Depuis le 4 janvier, les salarié·e·s de Total-Grandpuits luttent contre un plan de licenciements qui menace 700 emplois sous prétexte de conversion aux énergies renouvelables. Ce n’est pas le seul endroit en France. Durant cette année, sous prétexte de la crise sanitaire et avec la complicité du gouvernement, les patrons licencient à tour de bras. Cette situation pousse des centaines de milliers de gens dans la misère et la pauvreté.
La spécificité de la lutte de Total-Grandpuits réside dans la convergence entre le mouvement ouvrier et le mouvement écologiste. Pour la première fois le greenwashing utilisé par Total pour légitimer son plan de licenciements a été dénoncé de concert par la CGT, les amis de la Terre et Greenpeace. L’instrumentalisation du discours sur les nécro-carburants*, que l’on fait passer pour des énergies renouvelables, est insupportable pour les ouvrier·e·s et pour les écologistes.
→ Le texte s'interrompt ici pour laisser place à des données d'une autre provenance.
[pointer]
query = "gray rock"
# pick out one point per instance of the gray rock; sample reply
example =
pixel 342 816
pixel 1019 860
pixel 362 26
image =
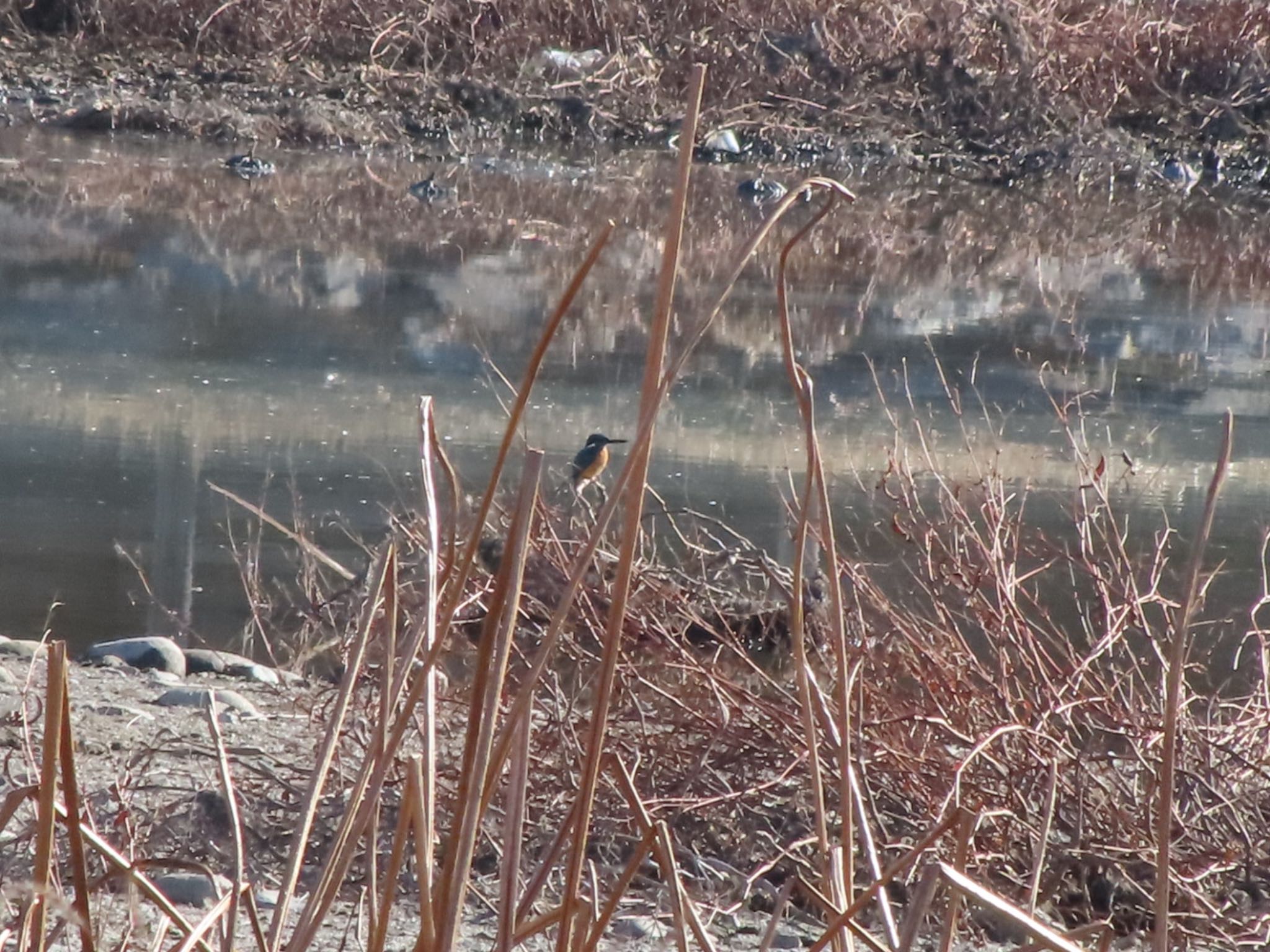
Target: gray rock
pixel 205 660
pixel 122 711
pixel 22 648
pixel 144 653
pixel 191 889
pixel 202 660
pixel 259 673
pixel 641 927
pixel 201 697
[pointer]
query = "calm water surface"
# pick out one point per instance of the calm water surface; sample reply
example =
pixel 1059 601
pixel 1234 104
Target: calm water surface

Pour la première fois, salarié·e·s et écologistes ont élaboré en commun un plan de reconversion écologique.
Ce tournant est décisif car le patronat et l’Etat qui, depuis toujours, opposent économie et écologie, emploi et environnement, croissance et décroissance choisie, sont confrontés à un front commun entre les raffineurs et le mouvement écologique. Pour la première fois, la stratégie de Total qui d’Afrique en Asie, de la raffinerie de la Mède à celle de Grandpuits est mise à nue par les organisations syndicales, les ONG écologistes grâce à l’auto-organisation des raffineurs dans un Comité de Grève qui crée les conditions d’une convergence entre cols bleus et cols verts.
À PEPS nous considérons que le syndicalisme doit s’adapter aux mutations des modes de production et de consommation. Nous en sommes à la quatrième révolution industrielle marquée par la numérisation et le changement climatique. Le syndicalisme doit mettre au centre de son action l’éco-syndicalisme qui peut se définir comme la prise en charge de l’écologie dans toutes ses dimensions par le syndicalisme et inversement comme l’intégration par l’écologie de la défense des intérêts des travailleurs. L’éco-syndicalisme vise à faire émerger un courant d’idée parmi les syndicalistes conscients des enjeux sociaux écologiques quelles que soient leurs confédérations.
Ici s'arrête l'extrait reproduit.